Five Easy Steps for Implementing a Classification Policy
Stephane Charbonneau

“We’ve had a classification policy for 30 years, but we’ve never been able to enforce it.”

Does this quote sound familiar to you? It’s very common for organizations, especially in the commercial space, to have a classification policy but no way to implement it. Instead, organizations often move directly to the data protection stage, investing in large infrastructure projects such as Data Loss Prevention (DLP) and Information Rights Management (IRM). But without classification as the foundation of their information protection strategy, it’s impossible for organizations to know what to protect.

Fortunately, implementing a classification policy is really quite simple. Here are five recommended steps for implementing a classification policy:

1. Create A Simple Information Classification Policy

Whether your organization already has a classification policy, or is just defining one now, it’s best to start simple. Many organizations use three categories:

  • A category such as “Public” to indicate non-sensitive information
  • An “Internal” category for information that should stay within the organization
  • A category such as “Confidential” or “Restricted” for information that is particularly sensitive

2. Enable Classification Within Current Desktop Tools

The easiest way to get users to classify their email and documents is to make classification part of the user’s workflow. So, when a user sends an email, or saves a document, you can prompt them to classify. By integrating the classification process into the desktop application, the classification process is simple and intuitive to the user.

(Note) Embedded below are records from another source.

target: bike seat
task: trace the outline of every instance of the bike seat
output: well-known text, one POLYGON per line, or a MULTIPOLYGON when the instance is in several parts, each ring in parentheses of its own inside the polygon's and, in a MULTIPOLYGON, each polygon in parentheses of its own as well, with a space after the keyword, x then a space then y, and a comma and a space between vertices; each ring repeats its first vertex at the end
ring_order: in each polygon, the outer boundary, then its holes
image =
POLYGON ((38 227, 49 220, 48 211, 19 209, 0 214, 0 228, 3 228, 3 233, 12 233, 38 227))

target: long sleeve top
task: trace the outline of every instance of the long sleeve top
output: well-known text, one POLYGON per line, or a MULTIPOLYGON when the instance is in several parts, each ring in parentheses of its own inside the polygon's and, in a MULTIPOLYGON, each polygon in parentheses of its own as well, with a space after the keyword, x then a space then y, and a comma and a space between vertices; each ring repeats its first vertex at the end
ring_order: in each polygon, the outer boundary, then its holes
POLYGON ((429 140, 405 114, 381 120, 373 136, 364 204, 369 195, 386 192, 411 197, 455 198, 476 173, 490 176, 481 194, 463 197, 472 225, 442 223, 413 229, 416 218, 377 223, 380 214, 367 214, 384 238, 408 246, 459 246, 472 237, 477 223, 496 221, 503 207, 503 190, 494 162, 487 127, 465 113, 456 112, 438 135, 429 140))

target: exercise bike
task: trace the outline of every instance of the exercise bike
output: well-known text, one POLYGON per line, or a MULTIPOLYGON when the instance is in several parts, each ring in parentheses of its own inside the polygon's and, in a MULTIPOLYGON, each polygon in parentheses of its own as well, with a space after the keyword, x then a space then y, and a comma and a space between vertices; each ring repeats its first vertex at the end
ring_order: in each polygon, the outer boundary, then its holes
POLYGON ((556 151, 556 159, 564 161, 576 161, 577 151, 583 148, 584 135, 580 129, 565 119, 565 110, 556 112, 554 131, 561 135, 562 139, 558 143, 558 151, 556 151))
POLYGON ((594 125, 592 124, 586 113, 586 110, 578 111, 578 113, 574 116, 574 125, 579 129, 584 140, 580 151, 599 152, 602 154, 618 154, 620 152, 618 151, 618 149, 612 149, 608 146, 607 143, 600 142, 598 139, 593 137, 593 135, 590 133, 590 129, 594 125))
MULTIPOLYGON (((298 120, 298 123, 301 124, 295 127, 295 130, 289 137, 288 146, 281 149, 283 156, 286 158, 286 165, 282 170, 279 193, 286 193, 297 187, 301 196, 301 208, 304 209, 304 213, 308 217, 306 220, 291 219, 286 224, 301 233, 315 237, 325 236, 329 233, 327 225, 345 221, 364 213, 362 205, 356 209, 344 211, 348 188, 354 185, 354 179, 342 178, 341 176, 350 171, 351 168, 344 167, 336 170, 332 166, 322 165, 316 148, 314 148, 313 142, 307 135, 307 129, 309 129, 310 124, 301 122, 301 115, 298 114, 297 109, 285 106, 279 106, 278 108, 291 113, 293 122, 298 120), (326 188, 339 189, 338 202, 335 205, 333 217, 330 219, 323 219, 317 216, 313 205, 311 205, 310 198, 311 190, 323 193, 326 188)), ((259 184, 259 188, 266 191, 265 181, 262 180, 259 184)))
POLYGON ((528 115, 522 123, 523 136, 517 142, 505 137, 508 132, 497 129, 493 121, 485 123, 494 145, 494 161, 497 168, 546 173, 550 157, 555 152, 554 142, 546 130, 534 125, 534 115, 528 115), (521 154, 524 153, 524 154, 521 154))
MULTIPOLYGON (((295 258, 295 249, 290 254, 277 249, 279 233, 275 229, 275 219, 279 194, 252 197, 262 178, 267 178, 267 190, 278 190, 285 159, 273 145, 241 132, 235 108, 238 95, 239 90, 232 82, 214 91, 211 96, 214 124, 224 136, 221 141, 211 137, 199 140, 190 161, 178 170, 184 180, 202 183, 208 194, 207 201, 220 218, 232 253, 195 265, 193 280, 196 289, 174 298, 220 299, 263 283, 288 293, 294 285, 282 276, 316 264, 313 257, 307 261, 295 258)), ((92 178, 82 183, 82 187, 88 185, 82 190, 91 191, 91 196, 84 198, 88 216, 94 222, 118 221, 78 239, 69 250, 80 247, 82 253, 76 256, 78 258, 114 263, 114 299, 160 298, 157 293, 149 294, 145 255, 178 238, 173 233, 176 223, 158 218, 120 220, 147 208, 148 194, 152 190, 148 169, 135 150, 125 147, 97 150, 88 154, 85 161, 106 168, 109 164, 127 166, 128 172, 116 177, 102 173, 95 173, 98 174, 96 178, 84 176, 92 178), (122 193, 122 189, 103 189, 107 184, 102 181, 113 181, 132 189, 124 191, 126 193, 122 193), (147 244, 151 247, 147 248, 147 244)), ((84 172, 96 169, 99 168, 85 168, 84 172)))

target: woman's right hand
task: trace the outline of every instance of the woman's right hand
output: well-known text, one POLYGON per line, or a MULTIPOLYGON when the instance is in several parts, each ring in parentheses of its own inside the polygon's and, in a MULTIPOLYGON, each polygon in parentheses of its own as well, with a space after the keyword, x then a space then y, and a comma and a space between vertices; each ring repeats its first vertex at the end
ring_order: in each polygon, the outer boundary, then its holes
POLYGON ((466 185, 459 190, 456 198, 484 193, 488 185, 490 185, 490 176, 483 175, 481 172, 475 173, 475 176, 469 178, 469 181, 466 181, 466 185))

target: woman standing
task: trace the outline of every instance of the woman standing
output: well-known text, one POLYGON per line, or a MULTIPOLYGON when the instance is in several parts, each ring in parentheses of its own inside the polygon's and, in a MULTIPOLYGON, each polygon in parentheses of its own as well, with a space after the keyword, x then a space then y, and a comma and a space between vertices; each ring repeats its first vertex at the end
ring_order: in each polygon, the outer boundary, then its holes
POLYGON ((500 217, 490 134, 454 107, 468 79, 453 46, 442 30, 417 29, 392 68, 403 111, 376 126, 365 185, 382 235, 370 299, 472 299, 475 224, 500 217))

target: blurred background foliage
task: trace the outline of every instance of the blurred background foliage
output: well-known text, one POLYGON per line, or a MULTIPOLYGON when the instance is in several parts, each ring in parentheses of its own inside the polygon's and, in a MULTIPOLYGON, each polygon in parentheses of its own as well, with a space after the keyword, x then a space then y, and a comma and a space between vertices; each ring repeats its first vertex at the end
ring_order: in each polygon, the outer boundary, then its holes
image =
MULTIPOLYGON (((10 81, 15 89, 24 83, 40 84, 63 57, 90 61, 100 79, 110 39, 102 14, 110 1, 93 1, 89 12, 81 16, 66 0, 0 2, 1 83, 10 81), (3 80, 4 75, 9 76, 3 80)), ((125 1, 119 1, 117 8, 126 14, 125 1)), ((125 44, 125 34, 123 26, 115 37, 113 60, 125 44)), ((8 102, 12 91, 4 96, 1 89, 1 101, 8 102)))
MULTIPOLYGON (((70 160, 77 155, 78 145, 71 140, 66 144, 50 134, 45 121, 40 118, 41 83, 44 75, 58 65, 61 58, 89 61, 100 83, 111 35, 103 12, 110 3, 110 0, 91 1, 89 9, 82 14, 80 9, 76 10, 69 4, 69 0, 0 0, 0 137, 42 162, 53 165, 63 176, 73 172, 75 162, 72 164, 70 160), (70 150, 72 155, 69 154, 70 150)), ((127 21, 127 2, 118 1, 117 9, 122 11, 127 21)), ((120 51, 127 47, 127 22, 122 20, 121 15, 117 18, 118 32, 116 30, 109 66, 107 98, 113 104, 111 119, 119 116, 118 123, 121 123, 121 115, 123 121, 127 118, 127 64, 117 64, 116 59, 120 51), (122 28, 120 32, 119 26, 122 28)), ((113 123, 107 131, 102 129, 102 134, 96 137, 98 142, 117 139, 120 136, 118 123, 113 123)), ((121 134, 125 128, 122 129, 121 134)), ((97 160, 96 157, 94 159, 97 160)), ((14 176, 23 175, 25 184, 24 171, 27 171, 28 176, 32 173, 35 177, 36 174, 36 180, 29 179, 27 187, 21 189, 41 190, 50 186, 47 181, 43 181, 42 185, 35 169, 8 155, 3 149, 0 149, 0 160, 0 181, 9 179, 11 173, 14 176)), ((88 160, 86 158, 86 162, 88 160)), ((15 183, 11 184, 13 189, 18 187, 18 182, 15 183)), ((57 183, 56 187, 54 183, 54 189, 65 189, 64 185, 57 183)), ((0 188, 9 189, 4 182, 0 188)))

3. Create and Deploy A Common Configuration

Your next step is to define a common configuration across your user community. Here are some areas you will need to configure:

  • The names of your classification labels/categories
  • Whether you want to force users to classify or provide defaults
  • Whether visual labels will be displayed within the emails and documents

At this stage in your deployment, it is best to keep the configuration as simple as possible. You can add additional policies and options in the coming weeks and months, as users become used to the classification process. Doing it this way reduces the amount of testing and training required for a successful rollout.

4. Get the Users Involved: Start Classifying and Adding Metadata

After you deploy the classification software and the associated configuration, users will have a new classification interface in their desktop applications. This interface will let them identify the sensitivity of their information, helping to share the responsibility of corporate security across the organization, rather than simply relying on the IT department to identify and protect the information.

Many organizations choose to prompt their users to classify every email and document. This causes users to stop and think about the sensitivity of the content, which fosters a culture of awareness and engages users in the organization’s information security strategy.

5. Evolve Information Controls Over Time

With your users now classifying their email and documents, you are ready to start enforcing policies based on those classifications. You have several options for leveraging the classifications for policy enforcement:

  • Take advantage of policy enforcement within classification software itself. For example, warn users when sending internal email to external email addresses. This type of policy enforcement is very effective because it prevents data leaks before the information leaves the desktop and provides targeted security education to the user.
  • Automatically apply information rights management (IRM) and encryption. By using classification as a front-end to encryption and IRM solutions, organizations can automatically apply encryption, digital signatures, or rights protection based on the classification. Users do not need to understand the encryption or IRM technology; they simply select a classification, and the appropriate protection is transparently applied.
  • Leverage classification metadata with downstream solutions. Other technology solutions can make use of the classification metadata that is created when users classify a document or email. For example, a DLP solution can read the metadata on a document to determine if a user should be allowed to copy the data to a USB drive. A records management system can use the metadata to determine where to store a document and how long to retain it. And a perimeter security solution can read the metadata on an email to determine if it should be encrypted at the gateway.

By following these five steps to implementing a classification policy, you will have established the foundation of an effective information protection strategy. Your users will become critical partners in identifying and protecting your organization’s valuable information assets, all for the investment of one simple click.

Stephane Charbonneau is Chief Technology Officer at TITUS. His background as an IT Security Architect helps bridge the gap between customer requirements and the product suites offered by TITUS. Steph has gained significant experience over the past 15 years working with large international organizations in the public and private sector. He worked as senior architect at a major US financial institution and in several Canadian federal government departments. He has delivered specialized Entrust training courses to Fortune 500 enterprises around the world and had the opportunity to meet and work with many of the top public key infrastructure (PKI) and security specialists on the planet.